Fahrbericht Yamaha XVS 1100 Drag Star

Fahrbericht Yamaha XVS 1100 Drag Star Star Trek II

Nach dem glänzenden Erfolg der 650er Drag Star greift Yamaha nun mit einer 1100er Version des Raumgleiters nach den Sternen.

Was bisher geschah: 1981 präsentierte Yamaha mit der TR 1 eine 1000er mit Zweizylinder-V-Motor. Die lockte - wohl nicht zuletzt wegen ihres gewöhnungsbedürftigen Stylings - keinen Hund hinter dem Ofen hervor. Langwieriger und erfolgreicher gerieten die Versuche, das im Prinzip aus zwei XT/SR 500-Einheiten komponierte TR 1-Triebwerk einer sinnvollen Zweitverwertung zuzuführen: Im Hubraum um zehn Prozent aufgestockt, spielt es seit beinahe einem Jahrzehnt mit zähem Beharrungsvermögen die treibende Kraft im oberen Bereich des Yamaha-Chopper-Programms.
So nimmt es nicht Wunder, daß der Urahn aller japanischen Großkolben-V2-Motoren auch an der Schwelle zur Jahrtausenwende Überlebenswillen zeigt: Als Triebfeder der XVS 1100 Drag Star versucht er sich auf die alten Tage im Metier des Cruisens - und hat damit gute Chancen, seine endgültige Bestimmung zu finden.
Denn die Richtung, die der Oldie anschlägt, stimmt: Mit 85 Newtonmeter, beiläufig bei 2500/min abgeliefert, steht er überzeugend für gleichermaßen spontanen wie souveränen Antritt am untersten Ende seines Leistungsbands. Und er entpuppt sich als einer der wenigen großen Zweizylinder, die es sich verkneifen, schaltfaule Fahrer polternd von den untersten Stufen ihrer Drehzahlleiter zu schütteln. Obenheraus ist der 1100er mit 61 PS zwar kein Ausbund an Temperament, wohl aber ausreichend gerüstet, mobilen Straßensperren in nervenschonender Kürze den Auspuff zu zeigen.

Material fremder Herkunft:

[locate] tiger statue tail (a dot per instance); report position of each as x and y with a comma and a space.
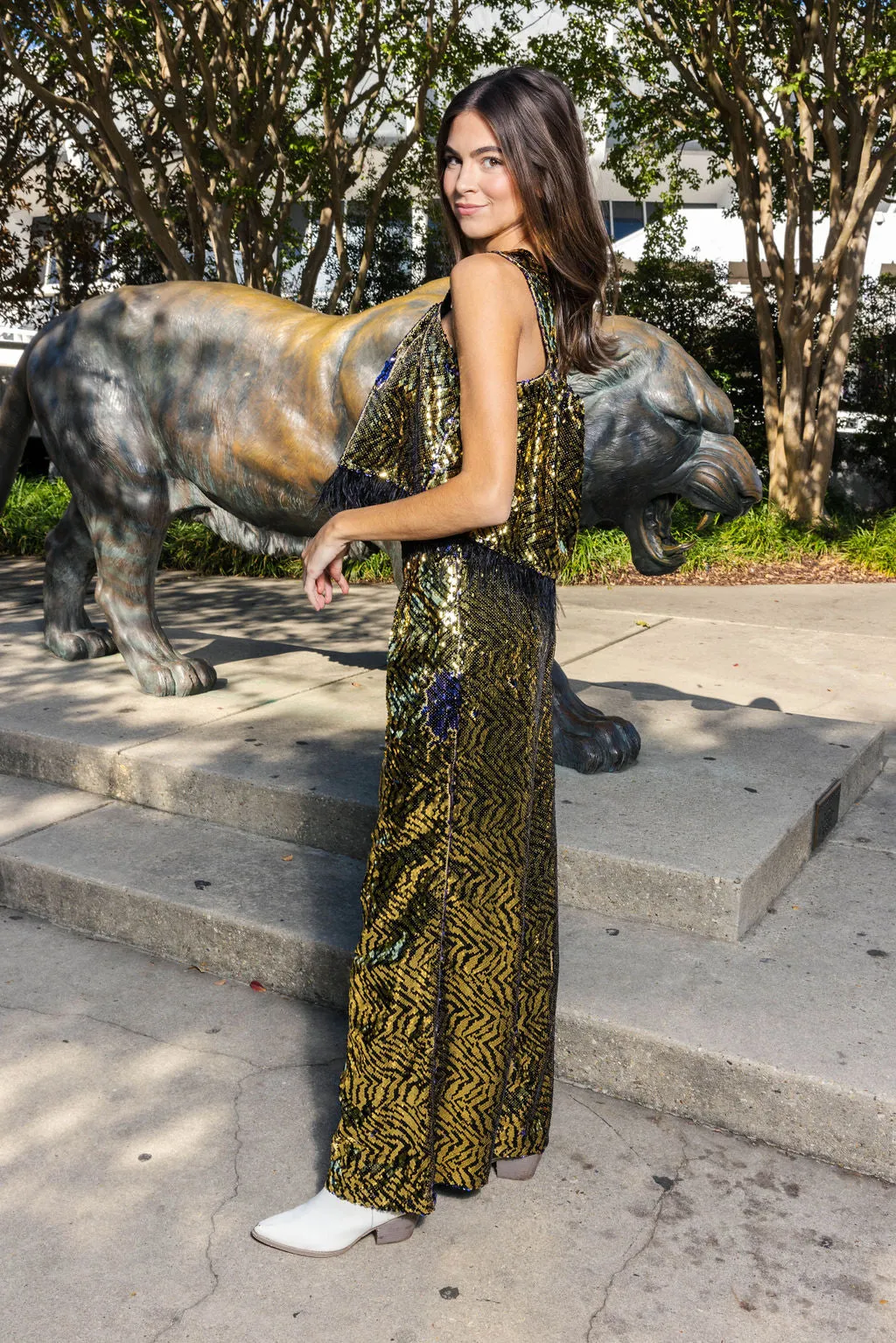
15, 422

Aus dem Umstand, daß er ein Triebwerk der frühen Jahre ist - luftgekühlte Zweizylinder haben bei der japanischen Konkurrenz weitgehend ausgedient -, macht der 75-Grad-V2 das Beste. Er ist wartungsfreundlich, zeigt Kühlrippen, die Kühlrippen sind, besticht durch gute Laufkultur. Obendrein gibt er sich innerlich gefestigt und an seiner Peripherie modernisiert: Geschmiedete Kolben in beschichteten Zylindern sorgen für gesteigertes thermisches Wohlbefinden, ein neu konstruierter Startermechanismus verspricht mit einem alten Schwachpunkt - Virago-Besitzer können ein Lied von der Anfälligkeit dieses Bauteils singen - aufzuräumen, und ein Drosselklappensensor zur Lasterfassung sorgt für ein zeitgemäßes Zündkennfeld.

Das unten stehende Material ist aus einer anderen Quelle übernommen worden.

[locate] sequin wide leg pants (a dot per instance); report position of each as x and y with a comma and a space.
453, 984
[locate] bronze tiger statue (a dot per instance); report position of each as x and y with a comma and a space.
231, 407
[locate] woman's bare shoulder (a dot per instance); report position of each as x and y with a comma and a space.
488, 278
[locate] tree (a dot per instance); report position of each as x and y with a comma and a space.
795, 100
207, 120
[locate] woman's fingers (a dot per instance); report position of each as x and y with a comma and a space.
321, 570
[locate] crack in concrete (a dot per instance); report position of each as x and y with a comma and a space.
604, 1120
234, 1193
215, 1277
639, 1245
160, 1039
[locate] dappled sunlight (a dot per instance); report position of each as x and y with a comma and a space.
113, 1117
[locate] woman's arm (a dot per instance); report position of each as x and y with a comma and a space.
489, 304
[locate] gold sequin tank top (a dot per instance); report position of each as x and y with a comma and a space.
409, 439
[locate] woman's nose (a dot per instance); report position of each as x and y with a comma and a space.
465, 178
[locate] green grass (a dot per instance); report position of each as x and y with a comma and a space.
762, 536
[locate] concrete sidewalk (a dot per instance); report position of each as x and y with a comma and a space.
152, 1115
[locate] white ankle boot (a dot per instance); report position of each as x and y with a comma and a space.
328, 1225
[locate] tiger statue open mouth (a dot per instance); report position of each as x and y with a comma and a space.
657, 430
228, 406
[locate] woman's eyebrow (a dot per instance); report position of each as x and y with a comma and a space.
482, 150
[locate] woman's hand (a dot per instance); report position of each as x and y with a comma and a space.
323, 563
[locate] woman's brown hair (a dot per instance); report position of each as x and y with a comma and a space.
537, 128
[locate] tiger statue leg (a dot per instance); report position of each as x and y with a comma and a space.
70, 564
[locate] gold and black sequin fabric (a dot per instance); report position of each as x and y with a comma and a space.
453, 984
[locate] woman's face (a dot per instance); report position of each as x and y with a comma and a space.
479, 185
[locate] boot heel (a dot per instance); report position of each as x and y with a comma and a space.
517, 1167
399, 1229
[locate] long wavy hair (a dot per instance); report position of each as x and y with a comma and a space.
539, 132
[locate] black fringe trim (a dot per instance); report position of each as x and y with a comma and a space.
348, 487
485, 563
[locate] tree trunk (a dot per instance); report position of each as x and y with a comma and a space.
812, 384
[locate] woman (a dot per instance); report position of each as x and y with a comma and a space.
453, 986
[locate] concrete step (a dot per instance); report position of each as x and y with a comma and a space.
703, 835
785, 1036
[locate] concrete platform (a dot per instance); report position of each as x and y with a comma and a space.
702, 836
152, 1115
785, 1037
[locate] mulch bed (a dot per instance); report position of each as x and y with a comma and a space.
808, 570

Das angedockte Füngganggetriebe mit breiter Spreizung der Schaltstufen gibt sich Cruiser-typisch rustikal. Das Einlegen des ersten Gangs ist stets von metallischem Krachen begleitet, der Schalthebel verlangt nach energischen Stiefeltritten. Die Kraftübertragung zum Hinterrad erfolgt per offen laufender Kardanwelle, womit der Blick auf ein charakteristisches Element des Fahrwerks - die Hinterradaufhängung - gelenkt wäre.
Wie die kleine Drag Star setzt die 1100er auf eine Heckpartie, hinter deren Hardtail-Anmutung sich eine Dreiecksschwinge mit per Hebelsystem angelenktem Zentralfederbein verbirgt. Die Vorteile, die eine derartige Konstruktion gegenüber einer konventionellen Schwinge mit zwei Federbeinen verspricht, kann die die XVS 1100 nur ansatzweise realisieren: Mit 113 Millimetern Federweg bietet sie überdurchschnittlich viel Nachgiebigkeit, läßt es aber - schon wieder Cruiser-typisch - an feinem Ansprechverhalten fehlen.

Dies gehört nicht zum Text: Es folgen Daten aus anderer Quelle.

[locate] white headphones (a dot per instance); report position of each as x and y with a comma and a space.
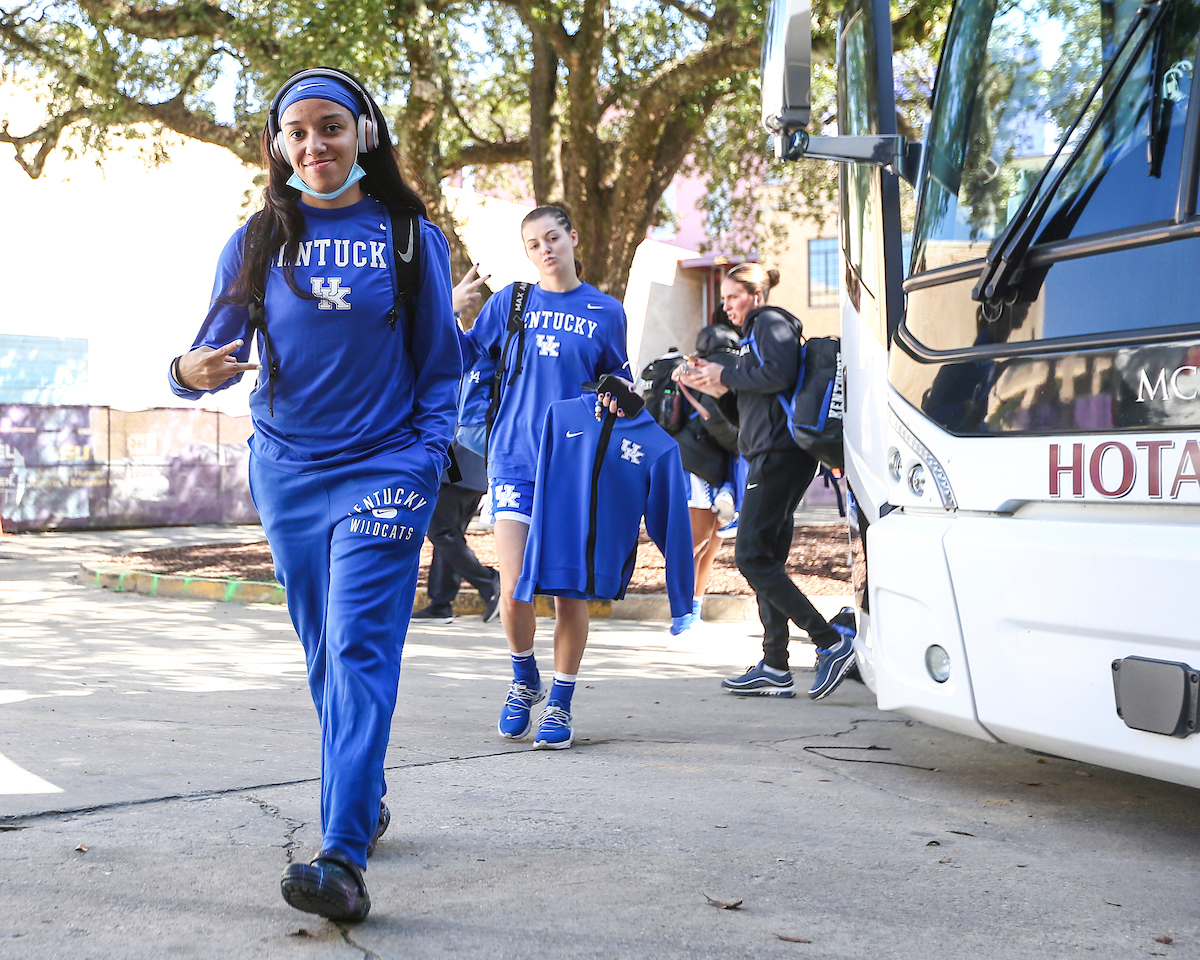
369, 127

Das dem Hinterrad um satte 1640 Millimeter vorauseilende vordere Pendant ist in Sachen Stoßabsorbtion besser gerüstet: Die 41er Telegabel spielt fein über alle Stolpersteine, bietet überdurchschnittlichen Komfort. Zu wenig des Guten wurde freilich bei ihrer Dämpfung getan. Unter energischer Nutzung der gut dosierbaren und kräftig zubeißenden Doppelscheiben-Vorderradbremse geht die Gabel heftig in die Knie, um sich anschließend mit ein paar Nickerchen wieder auf die Nullage einzupendeln.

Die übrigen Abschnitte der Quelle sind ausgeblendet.